Spanish Regions are Committed to Budget Cuts, Montoro Says

A majority of Spanish regions pledged to meet this year’s budget-deficit target after last year’s slippage contributed to the nation missing its total goal agreed to with the European Union.

“All Spanish public administrations are committed to reducing the public deficit,” Budget Minister Cristobal Montoro said at a press conference in Madrid today after meeting with the 17 semi-autonomous regional governments.

A majority of 14 regions agreed to respect a deficit target of 1.5 percent of gross domestic product for 2012, according to Montoro. He said the government has the means to force Andalusia, which voted against, as well as Catalonia and the Canary Islands, which didn’t vote, to comply.

Prime Minister Mariano Rajoy’s People’s Party government increased Spain’s total deficit target for 2012 to 5.8 percent of GDP from 4.4 percent on March 2 after failing to rein in the euro area’s fourth-biggest shortfall last year and as the nation risks its second recession since 2009.

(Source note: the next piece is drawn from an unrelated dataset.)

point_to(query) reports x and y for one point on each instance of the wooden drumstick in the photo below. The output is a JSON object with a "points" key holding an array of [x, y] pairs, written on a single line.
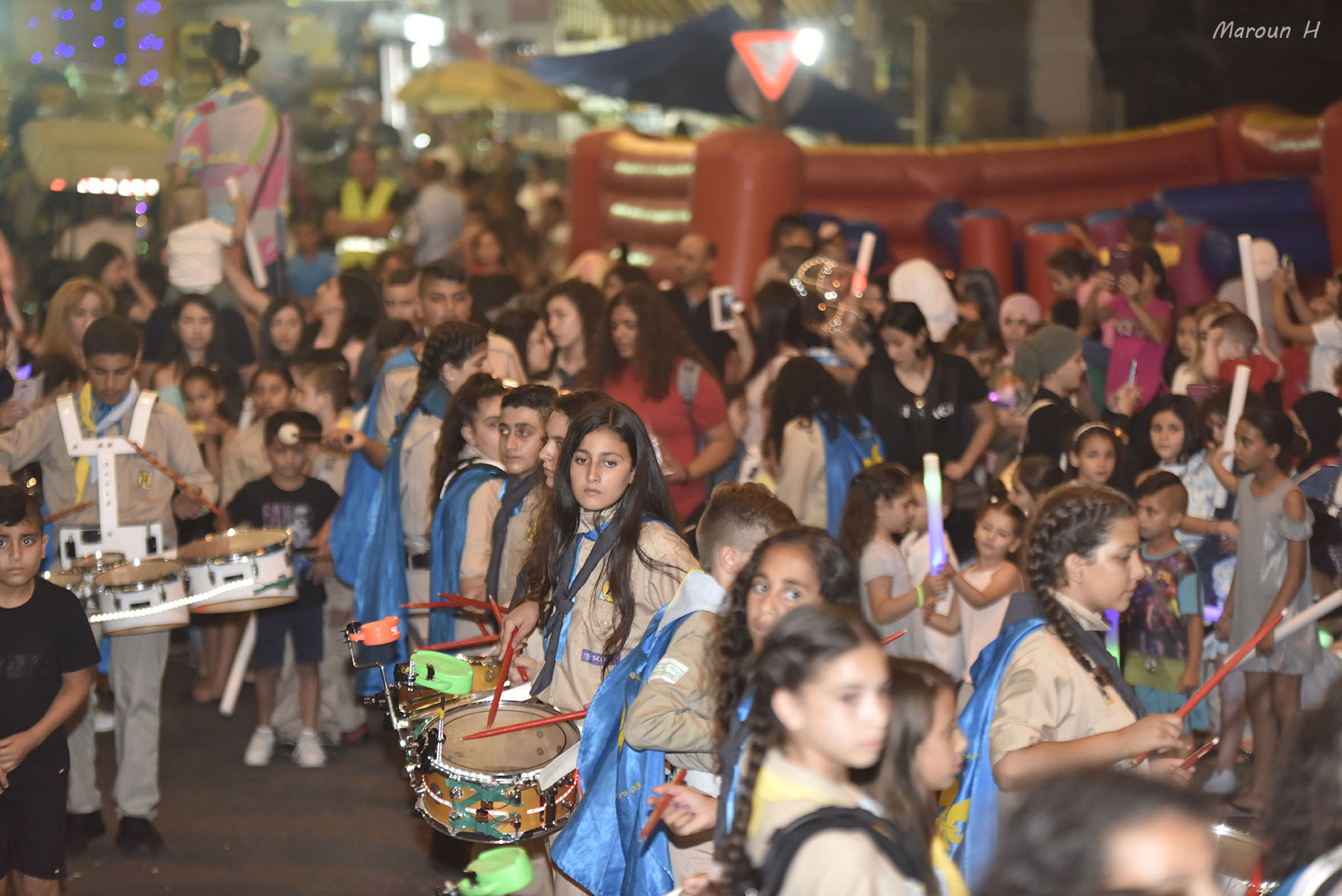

Spain’s regions control over a third of public spending including health and education and their deficit was nearly twice their target last year at 2.9 percent of GDP, pushing the nation’s total shortfall to 8.5 percent. That was above the 6 percent EU limit for 2011.

‘Correcting Deficits’

“No one should be lazy when it comes to correcting deficits because it means sending the wrong message to everyone, to the citizens of each region and to the investors funding it,” Montoro said.

The central government’s own 2012 budget due on March 30 will be “very austere” and it will be “a reference” for all regions to follow suit and reduce their own budgets, Montoro said.

Montoro said the budget stability law approved by the government this month enables it to pressure all regions to comply with deficit reduction goals. He also reiterated that no region would receive help to face unpaid bills to suppliers unless its budget plan was approved by the central government.

Catalonia, Spain’s largest region with an economy the size of Portugal’s, plans a deficit of 1.3 percent of GDP this year, even as it has criticized the larger effort the regions have to make this year compared with the central government.

Andalusia, the southern region that includes the city of Seville, is the only Socialist-governed region left in Spain and the People’s Party is battling to win it in an election this month.